God keeps his famous children---be respectable

James Gill on Police Chief Serpas' obscene policy of informing the public after each murder that the victim "had it coming" in one way or another:
Serpas' policy for the last year has been to issue a press release detailing the rap sheet of any homicide victim who had one. The aim, Serpas says, is to give the public "a broader perspective of events."

A broader perspective means understanding that it's your own damn fault if you get shot around here. Respectable citizens run little risk of a violent end.

It is true that the chances of dying in a hail of bullets are somewhat higher for a Ninth Ward drug dealer than, say, for a CPA in Lakeview. And it turns out that 64 percent of victims do have a record.

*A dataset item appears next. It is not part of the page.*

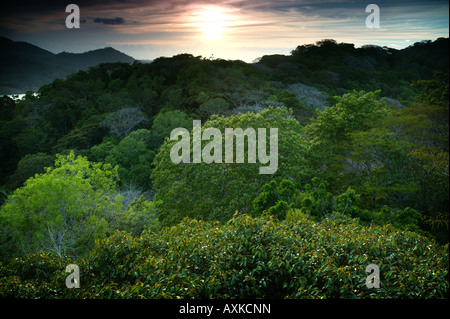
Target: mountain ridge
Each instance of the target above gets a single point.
(26, 67)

This is evidently supposed to reassure honest burghers, who can attend to their business while young black men are gunning one another down out of earshot.

It would take a callous spirit, however, to blow off the dire stats because the underclass bears the brunt. And to imply that a victim had it coming, as Serpas' policy appears to do, is a sentiment more appropriate to a mafia don than a police chief.


Serpas' (and also Landrieu's) increasingly callous PR strategy of slandering victims and going on TV to pretend a street thug they've arrested is the equivalent of some sort of evil genius would be no less insulting to basic human dignity even if it were at all effective in reducing the still skyrocketing murder rate.

But it's also worth noting that such buffoonery is not anything new. Gill's column reminded me that Serpas isn't the first public hero to try and tell us that bad things only happen to bad people. In 2007 Ray Nagin told a meeting of cruise ship executive much the same thing.
Echoing Letten's comments, Nagin described the city's violent crime as concentrated and unlikely to affect visitors who frequent tourist destinations.

"You don't have anything to worry about," Nagin said. "I'm looking at this audience and you all don't look like young African-American males who are involved in drug activity."


There were 199 murders in the City of New Orleans in 2011. What your leaders want you to know about that, though, is as long as your little head is pretty enough, you shouldn't have to worry it too much about that.